In 2017, the four judicial associations filed a joint complaint against the General Council of the Judiciary Council for failure to comply with its obligation to set the workload of judges. The associations hold their governing body responsible for the excessive workload and not regulating the maximum limits. In addition, one of the “14 basic proposals for improving the justice system” agreed upon in 2017 by the judicial associations includes “increasing the number of judges to be in line with the European average, by calling for 250 new positions each year for the next four years”.

The General Council of the Judiciary and the Ministry of Justice adopted in 2017 an Urgent Plan to create 54 courts in the provincial capitals to deal exclusively with “floor clause” cases (that is, abusive and unfair terms in mortgage loan agreements) as a response to the judgment of the Grand Chamber of Court of Justice of the EU in the joined cases C-154/15, C-307/15 and C‑308/15.

This decision was highly criticized and opposed by Bar Associations as well as judges. The creation of these courts was described as “chaotic” and could lead to the overload of the courts due to the lack of adequate and sufficient human and material resources for their correct functioning and therefore putting at risk the right to effective judicial protection.

Spanish courts have also had to deal with high numbers of cases involving political corruption. In 2017, the courts concluded 97 proceedings for corruption offenses and issued 126 judgements (78% convictions) against 411 persons. These cases are complex and require means and resources in order to effectively investigate them in a timely manner. In fact, prosecutors and judges have requested more resources. Yet, in some cases, the response has been simply to reallocate staff from other courts, which has the effect of increasing the workload of those other courts, already overloaded, and thus negatively impacting the delivery of justice.

Finally, a legal reform from 2015 reduced the availability of free legal counsel and made it more difficult for citizens to access this essential public service. Moreover, legal aid lawyers suffer from long delays before they get paid (in some cases, even more than six months) and the fees, which are very low (the average per case is €135), have remained unchanged for the past 20 years. Furthermore, according to the law, the money collected from court fees should be allocated in part to improve the legal aid service. Yet, since the Court Fees Law was approved in 2012, this has not happened.

Interference with judicial independence

The independence of the judiciary is fundamental in a democratic society and crucial for public confidence in its institutions.
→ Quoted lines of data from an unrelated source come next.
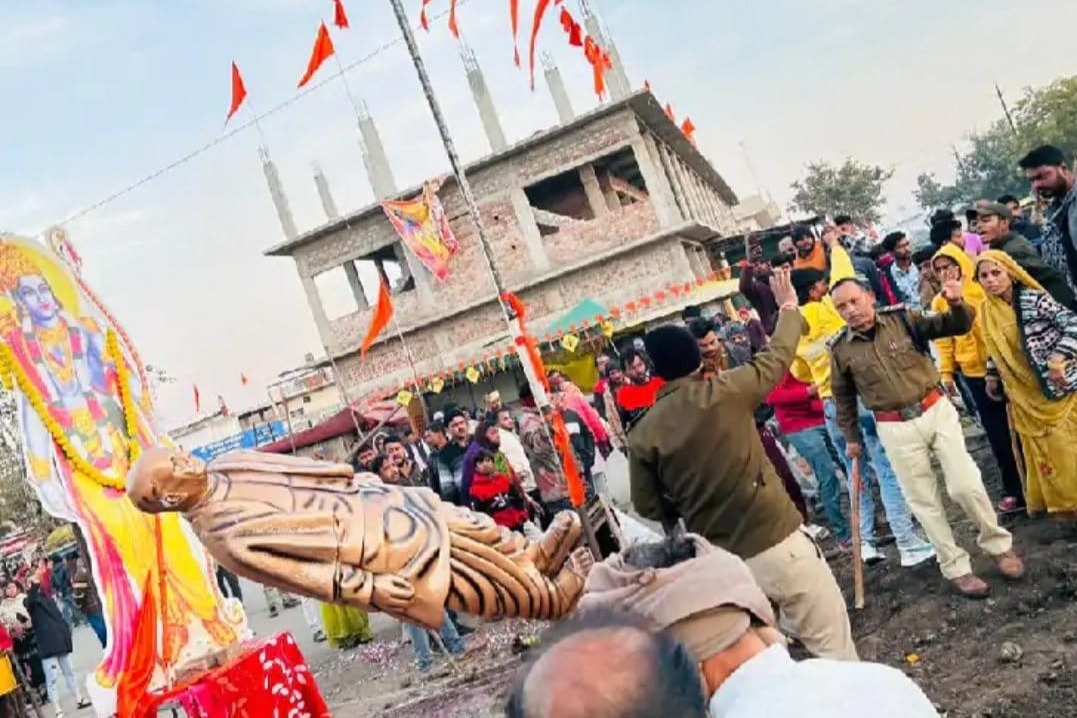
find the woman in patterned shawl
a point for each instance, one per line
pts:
(1032, 342)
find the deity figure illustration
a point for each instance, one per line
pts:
(63, 356)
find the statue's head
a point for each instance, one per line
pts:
(167, 480)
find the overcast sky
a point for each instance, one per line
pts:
(100, 95)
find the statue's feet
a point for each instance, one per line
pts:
(569, 583)
(558, 540)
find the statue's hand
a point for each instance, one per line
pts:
(392, 593)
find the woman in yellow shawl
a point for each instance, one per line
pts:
(963, 362)
(1032, 341)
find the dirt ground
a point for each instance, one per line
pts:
(1007, 657)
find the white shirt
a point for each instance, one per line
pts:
(772, 684)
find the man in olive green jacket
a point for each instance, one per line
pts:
(696, 455)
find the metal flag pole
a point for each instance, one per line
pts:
(465, 191)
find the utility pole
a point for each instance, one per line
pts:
(1009, 116)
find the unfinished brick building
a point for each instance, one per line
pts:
(612, 205)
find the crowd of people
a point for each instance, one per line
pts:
(870, 353)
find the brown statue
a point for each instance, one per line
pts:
(317, 529)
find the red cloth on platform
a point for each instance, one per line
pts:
(268, 678)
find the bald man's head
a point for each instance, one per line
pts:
(610, 665)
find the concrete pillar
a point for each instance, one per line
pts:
(529, 229)
(315, 301)
(658, 186)
(595, 196)
(323, 193)
(487, 112)
(278, 196)
(357, 287)
(378, 170)
(556, 84)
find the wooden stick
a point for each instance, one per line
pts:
(854, 518)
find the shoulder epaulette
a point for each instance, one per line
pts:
(833, 341)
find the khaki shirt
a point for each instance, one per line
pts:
(696, 453)
(887, 368)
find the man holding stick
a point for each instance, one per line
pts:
(881, 356)
(697, 455)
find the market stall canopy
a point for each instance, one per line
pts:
(368, 414)
(585, 311)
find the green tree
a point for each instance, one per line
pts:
(988, 168)
(851, 188)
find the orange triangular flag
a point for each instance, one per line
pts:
(382, 313)
(238, 92)
(689, 129)
(514, 17)
(453, 28)
(322, 51)
(339, 17)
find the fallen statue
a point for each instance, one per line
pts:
(317, 529)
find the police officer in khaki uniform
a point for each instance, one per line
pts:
(881, 356)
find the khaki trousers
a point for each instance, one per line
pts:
(795, 576)
(910, 446)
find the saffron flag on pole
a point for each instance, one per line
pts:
(339, 16)
(380, 319)
(424, 229)
(689, 129)
(238, 92)
(321, 52)
(423, 20)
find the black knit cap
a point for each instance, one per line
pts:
(673, 351)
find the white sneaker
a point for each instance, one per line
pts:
(870, 554)
(917, 554)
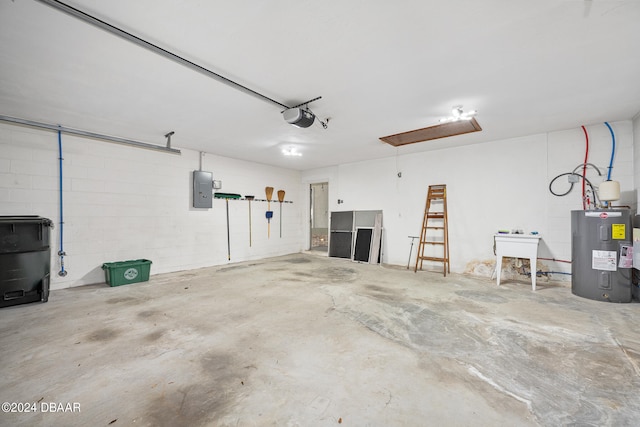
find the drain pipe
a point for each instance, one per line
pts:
(61, 252)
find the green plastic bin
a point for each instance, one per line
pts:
(126, 272)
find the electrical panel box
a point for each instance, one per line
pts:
(202, 189)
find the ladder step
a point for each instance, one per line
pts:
(430, 258)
The GRECO Interim Compliance Report on Spain adopted in December 2017, concluded that none of the recommendations contained in the Fourth Round Evaluation Report had been implemented satisfactorily, including reforming the legal framework of the General Council of the Judiciary. However, according to the statement of the four judicial associations “there does not seem to be a clear majority in favor of reforming the Governing Body of the judiciary.”
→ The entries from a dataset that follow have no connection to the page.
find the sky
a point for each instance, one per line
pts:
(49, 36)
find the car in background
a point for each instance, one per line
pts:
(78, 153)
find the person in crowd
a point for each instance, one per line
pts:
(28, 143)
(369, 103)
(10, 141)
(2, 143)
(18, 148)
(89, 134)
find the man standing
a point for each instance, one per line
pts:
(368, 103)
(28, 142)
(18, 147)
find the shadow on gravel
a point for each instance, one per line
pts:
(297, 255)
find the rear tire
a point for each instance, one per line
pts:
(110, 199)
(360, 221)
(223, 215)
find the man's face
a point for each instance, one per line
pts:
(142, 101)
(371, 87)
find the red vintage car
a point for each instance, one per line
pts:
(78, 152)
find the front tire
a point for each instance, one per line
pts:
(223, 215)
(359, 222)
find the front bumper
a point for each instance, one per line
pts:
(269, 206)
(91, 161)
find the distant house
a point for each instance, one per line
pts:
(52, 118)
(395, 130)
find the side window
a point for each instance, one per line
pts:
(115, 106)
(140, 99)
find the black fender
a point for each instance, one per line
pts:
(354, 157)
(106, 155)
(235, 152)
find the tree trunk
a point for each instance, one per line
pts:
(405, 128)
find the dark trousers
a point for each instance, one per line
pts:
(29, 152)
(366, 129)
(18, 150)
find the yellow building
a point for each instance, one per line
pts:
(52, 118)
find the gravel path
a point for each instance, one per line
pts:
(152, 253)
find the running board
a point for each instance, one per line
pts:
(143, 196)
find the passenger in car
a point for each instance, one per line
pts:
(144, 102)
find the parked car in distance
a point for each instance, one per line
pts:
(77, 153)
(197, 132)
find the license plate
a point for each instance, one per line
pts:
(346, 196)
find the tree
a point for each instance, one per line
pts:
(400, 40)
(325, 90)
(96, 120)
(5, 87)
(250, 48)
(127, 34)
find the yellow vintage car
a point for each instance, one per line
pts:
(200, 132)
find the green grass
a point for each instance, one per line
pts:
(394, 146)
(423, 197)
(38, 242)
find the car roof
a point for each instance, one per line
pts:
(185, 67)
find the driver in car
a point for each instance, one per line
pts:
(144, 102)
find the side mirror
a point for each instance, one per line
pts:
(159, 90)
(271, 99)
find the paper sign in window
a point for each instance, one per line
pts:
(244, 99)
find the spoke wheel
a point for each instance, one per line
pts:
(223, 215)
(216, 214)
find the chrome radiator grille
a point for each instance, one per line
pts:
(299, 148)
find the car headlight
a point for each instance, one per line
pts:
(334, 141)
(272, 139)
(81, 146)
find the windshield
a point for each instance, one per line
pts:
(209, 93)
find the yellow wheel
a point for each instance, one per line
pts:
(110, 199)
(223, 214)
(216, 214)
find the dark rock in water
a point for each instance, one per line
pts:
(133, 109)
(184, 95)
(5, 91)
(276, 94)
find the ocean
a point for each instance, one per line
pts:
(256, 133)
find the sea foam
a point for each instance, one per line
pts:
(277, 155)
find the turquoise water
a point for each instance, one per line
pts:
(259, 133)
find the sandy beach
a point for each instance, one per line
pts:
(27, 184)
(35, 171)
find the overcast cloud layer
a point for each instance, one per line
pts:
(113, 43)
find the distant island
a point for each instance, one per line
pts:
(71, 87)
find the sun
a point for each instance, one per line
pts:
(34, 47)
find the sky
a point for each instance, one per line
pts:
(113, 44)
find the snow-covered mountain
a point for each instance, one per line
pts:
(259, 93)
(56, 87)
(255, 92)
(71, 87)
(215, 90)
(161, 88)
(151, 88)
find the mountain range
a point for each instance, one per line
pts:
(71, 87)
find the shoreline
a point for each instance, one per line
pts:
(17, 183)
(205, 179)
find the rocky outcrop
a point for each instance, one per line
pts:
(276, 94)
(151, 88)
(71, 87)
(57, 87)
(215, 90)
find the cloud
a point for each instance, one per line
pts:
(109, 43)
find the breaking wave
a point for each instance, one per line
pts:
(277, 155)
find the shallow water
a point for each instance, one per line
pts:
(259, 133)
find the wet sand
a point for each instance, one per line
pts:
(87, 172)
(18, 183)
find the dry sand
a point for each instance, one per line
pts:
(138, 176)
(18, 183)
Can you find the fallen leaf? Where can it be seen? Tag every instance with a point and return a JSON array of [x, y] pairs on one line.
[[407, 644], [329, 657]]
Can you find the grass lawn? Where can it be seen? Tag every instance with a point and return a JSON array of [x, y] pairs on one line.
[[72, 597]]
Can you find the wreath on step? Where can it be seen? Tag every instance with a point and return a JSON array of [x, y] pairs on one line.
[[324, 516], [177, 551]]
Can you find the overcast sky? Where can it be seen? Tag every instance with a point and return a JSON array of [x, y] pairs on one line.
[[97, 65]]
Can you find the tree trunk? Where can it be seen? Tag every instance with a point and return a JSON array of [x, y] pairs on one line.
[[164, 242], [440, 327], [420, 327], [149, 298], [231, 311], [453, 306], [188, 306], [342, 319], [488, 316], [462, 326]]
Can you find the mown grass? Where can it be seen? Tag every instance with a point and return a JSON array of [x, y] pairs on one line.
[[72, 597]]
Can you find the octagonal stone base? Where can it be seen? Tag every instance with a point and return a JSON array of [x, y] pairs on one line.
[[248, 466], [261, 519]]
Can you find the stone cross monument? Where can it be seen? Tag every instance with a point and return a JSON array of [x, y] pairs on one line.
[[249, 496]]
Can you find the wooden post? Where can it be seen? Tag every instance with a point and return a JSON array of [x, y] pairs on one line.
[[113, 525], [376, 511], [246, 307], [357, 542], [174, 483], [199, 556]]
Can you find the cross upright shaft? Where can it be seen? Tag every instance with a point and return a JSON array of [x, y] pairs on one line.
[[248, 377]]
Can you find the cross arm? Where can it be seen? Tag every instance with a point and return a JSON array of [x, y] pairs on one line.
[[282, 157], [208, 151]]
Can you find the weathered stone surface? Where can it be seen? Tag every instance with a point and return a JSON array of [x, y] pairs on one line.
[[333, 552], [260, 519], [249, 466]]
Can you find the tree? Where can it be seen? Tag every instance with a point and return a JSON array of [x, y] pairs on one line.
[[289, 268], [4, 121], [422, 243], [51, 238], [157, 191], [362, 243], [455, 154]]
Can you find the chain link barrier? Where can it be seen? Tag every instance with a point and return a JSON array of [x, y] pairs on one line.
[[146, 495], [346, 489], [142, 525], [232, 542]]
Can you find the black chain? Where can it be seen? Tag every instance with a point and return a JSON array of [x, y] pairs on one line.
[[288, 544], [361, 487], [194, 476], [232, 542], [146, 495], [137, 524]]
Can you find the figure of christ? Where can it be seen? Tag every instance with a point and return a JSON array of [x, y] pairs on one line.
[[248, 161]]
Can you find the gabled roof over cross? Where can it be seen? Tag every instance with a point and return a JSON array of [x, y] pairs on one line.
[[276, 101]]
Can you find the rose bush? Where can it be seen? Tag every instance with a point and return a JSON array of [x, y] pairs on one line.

GRECO also recommended reviewing the appointment of the higher ranks of the judiciary.Yet one of the judicial associations issued a statement denouncing the outrageous management by the General Council of the Judiciary of the appointment policy. The judicial association accused the General Council of the Judiciary of making a common cause with the government and its party in order to appoint judges of their choice in order to control judicial activity in numerous corruption cases, thus compromising the ability of the courts to perform their functions. This was not an isolated case and has been the trend during the term of the current General Council of the Judiciary.